Q&A advice: Advancing your practice

future

I’ve got my pharmacy degree, but I want to be ready for whatever the future holds. What else should I be doing to advance my practice?

⊕  I grew up in pharmacy and, although the days of looking up at all the glass jars of powders, tinctures and balms are long gone, I still look back on the endless days I spent dispensing in my father’s pharmacy with gratitude because I became so familiar with the medicines.

One of the challenges pharmacists often face when trying to establish our place in health care is that doctors think they already know what we know. It’s just pharmacology, isn’t it? What we often don’t even acknowledge to ourselves is that, after all the days of dispensing surrounded by tablets and capsules, patches and creams, liquids and injections, we know these medicines like family. We know what they look like, how they are stored and packaged, what strengths they come in, how they should be taken and tolerated. In contrast, doctors rarely see the medicines they prescribe unless they administer them.

I’m saying this because new pharmacy graduates often begrudge the time they spend dispensing when they’ve been trained to counsel like a superhero. But I say to you, treasure the time you spend amongst the medicines and get to know them! The knowledge you gain will stand you in good stead for many years to come. I haven’t dispensed for 20 years, but I still know more about the practical side of medications than most doctors. For example, today a renal specialist told a young pharmacist to reduce a 500 mg amoxicillin dose by 10–20% … She asked how would you do that with a 500 mg capsule? The doctor hadn’t even thought that far.

Dr Geraldine Moses has just been awarded a Member of the Order of Australia (AM) for her ‘significant service to medicine as a pharmacist, particularly through advisory and educational roles’. She is co-founder and director of PharmEducation and Adjunct Associate Professor, School of Pharmacy, University of Queensland.

⊕  Travel. Keep your options open. There are so many, many opportunities with a pharmacy degree – it can really take you places, literally.

As soon as I finished my studies at Sydney University I went straight to the UK. I stayed for three years, and in that time I got fantastic mentoring and tutoring from peers and bosses.

I think it’s less about what else you study and more about accepting whatever challenges come along.

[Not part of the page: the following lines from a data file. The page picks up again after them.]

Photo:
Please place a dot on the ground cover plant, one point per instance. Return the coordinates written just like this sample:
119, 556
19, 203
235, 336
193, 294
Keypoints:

My first job over there I was thrown in as a manager of a very upmarket pharmacy in London’s West End. That was a real baptism of fire, but fantastic – I was only 24. Four nights a week after I closed the pharmacy, I went and worked in a drug addiction clinic dispensary for a bit of extra money, but to also expand my knowledge. That was a real eye-opener.

I came back and opened the first Guild after-hours pharmacy, which was in Bondi Junction, in 1967. I later had a big pharmacy in Newtown, close to Sydney University, and they used to send me third-year students for work experience. I sold that in 1985, then I organised CPD for pharmacists, through the PSA, for 18 years. I ran all the lectures around Sydney, about 100 a year, and started a country lecture circuit. In 1997 I was tapped on the shoulder and asked to help with the development of the pharmacy for the Sydney Olympics – I had three years working for the Organising Committee and was then director of pharmacy at the Games, with 42 pharmacists working for me in an Olympic Village of 16,000 people. In 2002 I was elected onto the Pharmacy Board of NSW. After three terms there I retired in 2013. All these roles came about because of pharmacy – but I only did them because I took opportunities that were presented to me.

Geoffrey Pritchard (PSA Life Fellow) has just been awarded the Medal of the Order of Australia (OAM) for his services to the pharmacy profession.